And so, we need to be able to recognize that because Jesus went through that
viscerally that means that Jesus understands and dwells with us when we feel it
viscerally as well.
Julie Rose: So,
that's a point of comfort then I guess, to be able to recognize that even in
this separation, moment of discouragement that, that too, Jesus can succor us
in.
Kyle Norman: Yeah,
absolutely. Absolutely. Just think about the beloved Psalm, Psalm 23. You know,
"The Lord is my shepherd. I shall not want. He makes me lie down in green
pastures." You know, there's this verse that says, "He leads
me in paths of righteousness for his namesake, though I walk through the
deepest valley," but then it says, "I will not fear for you are with
me." That articulation of the darkest valley? That actually sits in the
center of the Psalm. That's what it's about, not about this just miraculous
removal of all hurts, all harms, all discouragements, but the indwelling of, of
God in the midst of that.
Julie Rose: Kyle,
what was helpful for you, and what was not helpful for you, in this period of
spiritual discouragement that you, that you went through, and I guess helpful
in terms of, uh, your own behaviors as well as the response of others?
Kyle Norman: Yeah, so
I'll, I'll start with what was not helpful. What was not helpful was the
Band-Aid slogans that sometimes we as people of faith put upon another person's
situation, not to make them feel better, but to make us feel better because we
don't know what to say. So, statements like, uh, people would say this to me,
you know, speaking of my wife's cancer, "Kyle, God is not picking on her.

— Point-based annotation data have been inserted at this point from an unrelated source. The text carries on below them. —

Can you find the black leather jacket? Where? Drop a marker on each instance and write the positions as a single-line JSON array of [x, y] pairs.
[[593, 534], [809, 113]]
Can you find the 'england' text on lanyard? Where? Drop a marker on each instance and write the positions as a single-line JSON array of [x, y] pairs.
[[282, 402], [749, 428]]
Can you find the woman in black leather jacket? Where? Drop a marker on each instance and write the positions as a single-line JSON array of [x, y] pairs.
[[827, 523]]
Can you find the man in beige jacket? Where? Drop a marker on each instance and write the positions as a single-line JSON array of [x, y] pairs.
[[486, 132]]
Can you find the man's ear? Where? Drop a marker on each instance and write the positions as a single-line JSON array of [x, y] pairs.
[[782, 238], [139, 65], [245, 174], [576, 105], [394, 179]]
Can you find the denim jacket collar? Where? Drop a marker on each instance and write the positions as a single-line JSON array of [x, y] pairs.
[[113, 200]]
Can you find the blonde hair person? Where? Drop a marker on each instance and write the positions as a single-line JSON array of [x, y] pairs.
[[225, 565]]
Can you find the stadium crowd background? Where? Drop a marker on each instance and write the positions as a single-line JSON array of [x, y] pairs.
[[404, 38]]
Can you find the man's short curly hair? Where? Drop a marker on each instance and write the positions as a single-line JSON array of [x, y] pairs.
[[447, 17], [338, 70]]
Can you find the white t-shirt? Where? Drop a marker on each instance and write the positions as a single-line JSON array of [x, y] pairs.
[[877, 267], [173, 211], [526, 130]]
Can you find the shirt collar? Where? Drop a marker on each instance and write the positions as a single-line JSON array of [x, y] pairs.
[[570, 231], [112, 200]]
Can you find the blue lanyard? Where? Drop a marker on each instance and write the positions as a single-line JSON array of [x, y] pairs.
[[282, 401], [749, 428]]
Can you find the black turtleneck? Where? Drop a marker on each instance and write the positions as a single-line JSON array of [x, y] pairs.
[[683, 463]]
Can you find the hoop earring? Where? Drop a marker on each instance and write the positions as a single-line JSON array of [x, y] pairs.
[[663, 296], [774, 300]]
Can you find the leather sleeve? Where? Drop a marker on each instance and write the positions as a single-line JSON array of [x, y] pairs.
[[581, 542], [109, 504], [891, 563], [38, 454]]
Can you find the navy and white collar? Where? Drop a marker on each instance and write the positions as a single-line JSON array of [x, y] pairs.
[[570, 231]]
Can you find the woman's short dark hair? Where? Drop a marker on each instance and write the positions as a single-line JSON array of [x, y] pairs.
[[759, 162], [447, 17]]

He's handpicking her to bestow his glory." Like, come on, ugh. Like,
that's not helpful. Or, "Kyle, we just need to pray the pain away."
What? Like, that means nothing, and what it does, it just completely dismisses
your experience, right? And it's not made to help them, it's made to let us
feel off the hook because we don't wanna sit with the uncomfortable reality.
So, that wasn't something that was helpful.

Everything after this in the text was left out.